The work of the INSERM team co-directed by Dr Marie Castets (CR1 Inserm, HDR) and Dr Jean-Yves Blay (PUPH, HDR) focuses on cell death and cancers. Thanks to the support of Eva pour la Vie (55,000 euros) and other associations, this team is currently developing these lines of research on rhabdomyosarcomas, osteosarcomas and neuroblastomas ...



Prof. Sébastien PAPOT (University of Poitiers)

At the end of 2018, the Nouvelle Aquitaine region agreed to co-finance with Eva for life the research project "Biological and preclinical studies of new anticancer agents, including some targeting EZH2 / PRC2, in the treatment of highly proliferating hepatoblastoma", led by Prof. Papot and Dr Grosset. The Eva pour la Vie association covered up to 50% of the cost of the purchase of laboratory equipment (in the amount of € 9,000) necessary for the smooth running of this work.

Epidemiological research

If the development of therapeutic routes adapted to the child is essential (to try to save the children who today, remain without a therapeutic solution and / or to reduce the side effects), we do not forget an equally strong reality: over the past 50 years, the number of children affected by cancer has never declined. Much remains to be done in terms of prevention, both in terms of research and regulation. Eva pour la vie is actively involved by co-financing environmental studies. The first of these, HAPPI, aimed to have the KUDZU SCIENCE laboratory analyze dust samples taken in homes bordering vines - welcoming children or pregnant women - as well as in a primary school classroom.

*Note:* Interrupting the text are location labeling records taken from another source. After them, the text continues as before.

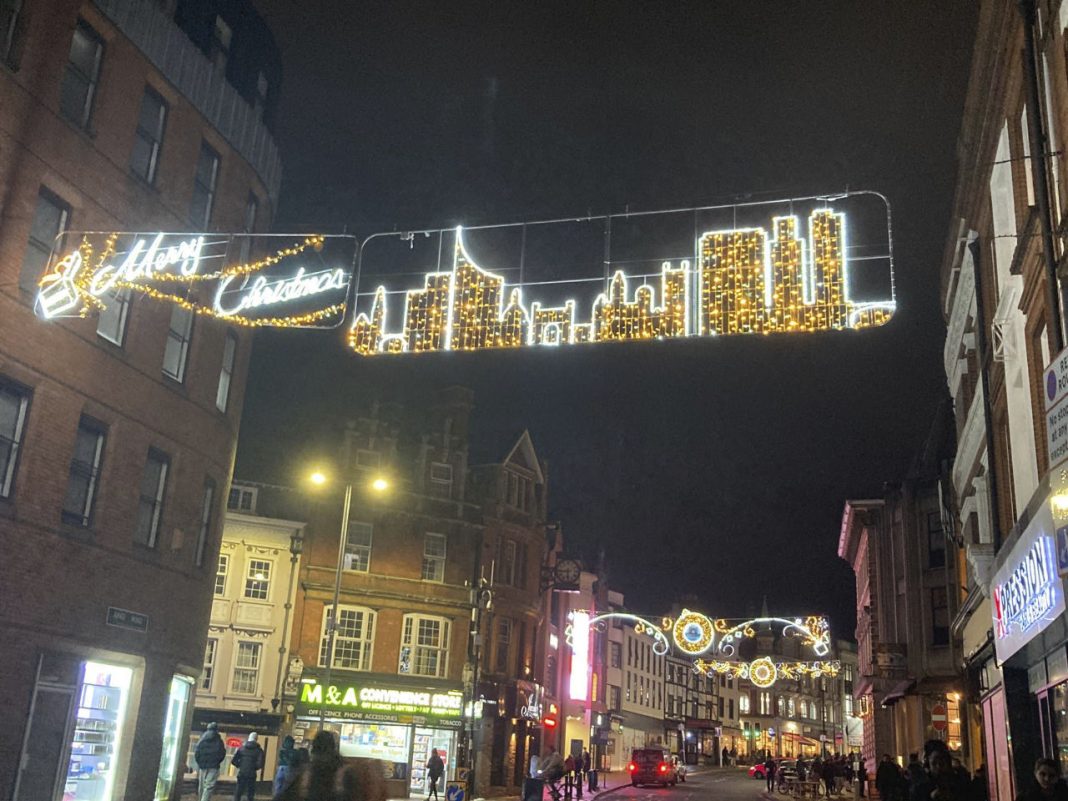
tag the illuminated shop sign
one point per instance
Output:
(1026, 592)
(382, 700)
(764, 268)
(250, 280)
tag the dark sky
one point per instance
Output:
(717, 468)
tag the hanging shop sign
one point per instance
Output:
(1026, 592)
(370, 702)
(250, 280)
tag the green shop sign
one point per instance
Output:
(382, 700)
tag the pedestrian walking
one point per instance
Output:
(210, 751)
(435, 769)
(249, 760)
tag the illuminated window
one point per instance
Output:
(358, 547)
(221, 572)
(434, 558)
(246, 680)
(14, 402)
(205, 183)
(84, 473)
(176, 349)
(424, 646)
(208, 673)
(226, 372)
(151, 502)
(81, 75)
(50, 218)
(111, 323)
(204, 533)
(148, 137)
(257, 579)
(352, 639)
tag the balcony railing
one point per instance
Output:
(182, 63)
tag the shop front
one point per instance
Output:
(382, 718)
(1030, 638)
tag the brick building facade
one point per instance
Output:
(112, 473)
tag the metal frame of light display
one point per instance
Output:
(712, 643)
(731, 279)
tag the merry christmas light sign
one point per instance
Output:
(248, 280)
(790, 273)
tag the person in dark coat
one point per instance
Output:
(210, 751)
(249, 760)
(435, 769)
(1047, 785)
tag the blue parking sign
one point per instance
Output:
(1062, 544)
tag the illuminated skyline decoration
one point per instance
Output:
(740, 281)
(297, 285)
(695, 634)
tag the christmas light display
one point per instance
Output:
(742, 280)
(301, 284)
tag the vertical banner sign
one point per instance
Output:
(272, 280)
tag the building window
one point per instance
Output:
(209, 650)
(50, 218)
(204, 534)
(352, 638)
(242, 499)
(81, 75)
(220, 575)
(940, 616)
(503, 644)
(434, 558)
(441, 480)
(9, 24)
(151, 503)
(111, 323)
(358, 547)
(84, 473)
(148, 138)
(424, 646)
(226, 372)
(219, 50)
(257, 579)
(14, 402)
(246, 669)
(936, 540)
(205, 181)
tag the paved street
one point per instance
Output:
(707, 784)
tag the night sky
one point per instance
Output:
(713, 468)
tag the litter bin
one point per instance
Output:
(533, 788)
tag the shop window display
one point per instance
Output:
(101, 706)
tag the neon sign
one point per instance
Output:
(299, 281)
(794, 277)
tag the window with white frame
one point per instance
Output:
(151, 502)
(358, 546)
(246, 680)
(220, 575)
(434, 558)
(111, 320)
(226, 372)
(257, 579)
(352, 639)
(208, 673)
(441, 480)
(14, 402)
(424, 646)
(84, 473)
(204, 533)
(176, 349)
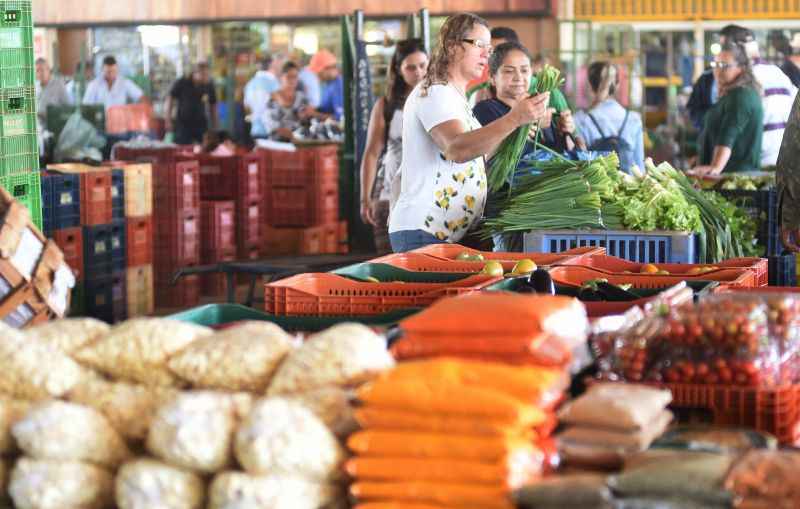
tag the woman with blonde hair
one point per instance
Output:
(443, 176)
(608, 126)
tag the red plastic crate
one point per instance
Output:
(70, 241)
(238, 177)
(442, 258)
(574, 275)
(218, 226)
(139, 241)
(307, 167)
(176, 186)
(296, 206)
(249, 218)
(329, 294)
(614, 265)
(176, 239)
(775, 411)
(183, 294)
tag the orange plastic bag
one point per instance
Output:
(433, 396)
(527, 383)
(451, 495)
(401, 444)
(512, 472)
(490, 313)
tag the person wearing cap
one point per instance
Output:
(196, 101)
(257, 93)
(325, 65)
(111, 89)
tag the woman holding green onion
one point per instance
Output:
(443, 178)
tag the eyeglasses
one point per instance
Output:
(722, 65)
(481, 45)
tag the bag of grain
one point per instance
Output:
(282, 437)
(149, 484)
(343, 356)
(44, 484)
(242, 358)
(60, 431)
(138, 350)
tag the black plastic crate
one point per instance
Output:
(118, 194)
(763, 207)
(783, 270)
(106, 297)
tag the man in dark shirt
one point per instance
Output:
(194, 96)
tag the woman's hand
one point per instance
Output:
(566, 124)
(368, 212)
(531, 109)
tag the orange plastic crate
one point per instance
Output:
(328, 294)
(442, 258)
(614, 265)
(575, 275)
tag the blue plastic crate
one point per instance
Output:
(118, 194)
(643, 247)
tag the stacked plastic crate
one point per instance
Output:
(133, 200)
(302, 197)
(19, 147)
(176, 229)
(103, 230)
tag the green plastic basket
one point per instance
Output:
(385, 273)
(19, 149)
(218, 315)
(16, 44)
(26, 188)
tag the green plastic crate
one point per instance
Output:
(215, 315)
(389, 273)
(16, 45)
(26, 188)
(57, 117)
(19, 149)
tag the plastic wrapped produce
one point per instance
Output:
(60, 431)
(11, 411)
(138, 350)
(617, 406)
(70, 334)
(282, 437)
(242, 358)
(129, 408)
(34, 370)
(194, 431)
(344, 355)
(44, 484)
(334, 407)
(236, 490)
(147, 484)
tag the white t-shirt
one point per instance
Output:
(443, 198)
(777, 100)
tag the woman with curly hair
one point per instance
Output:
(443, 177)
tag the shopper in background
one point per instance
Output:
(325, 66)
(50, 90)
(257, 93)
(288, 107)
(479, 90)
(788, 180)
(381, 186)
(608, 125)
(111, 89)
(309, 82)
(196, 102)
(731, 137)
(443, 178)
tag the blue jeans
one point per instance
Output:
(408, 240)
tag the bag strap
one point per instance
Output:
(594, 121)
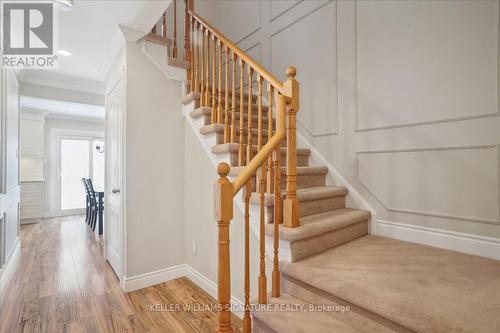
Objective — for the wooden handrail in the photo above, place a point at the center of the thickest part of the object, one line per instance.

Andre Cicolella (RES, Paris)

André Cicolella is a French chemist, toxicologist and researcher in environmental health, specialist in health risk assessment. Eva pour la vie co-financed, with the REGARDS collective, the French transposition of a study carried out in Denmark from cancer and drug consumption registers, which had highlighted a risk multiplied by 3 of osteosarcomas and by 2 of Hodgkin's and non-Hodgkin's lymphomas in the event of exposure via drugs using DEP phthalate (DiEthyl Phthalate) in gastro-resistant drugs.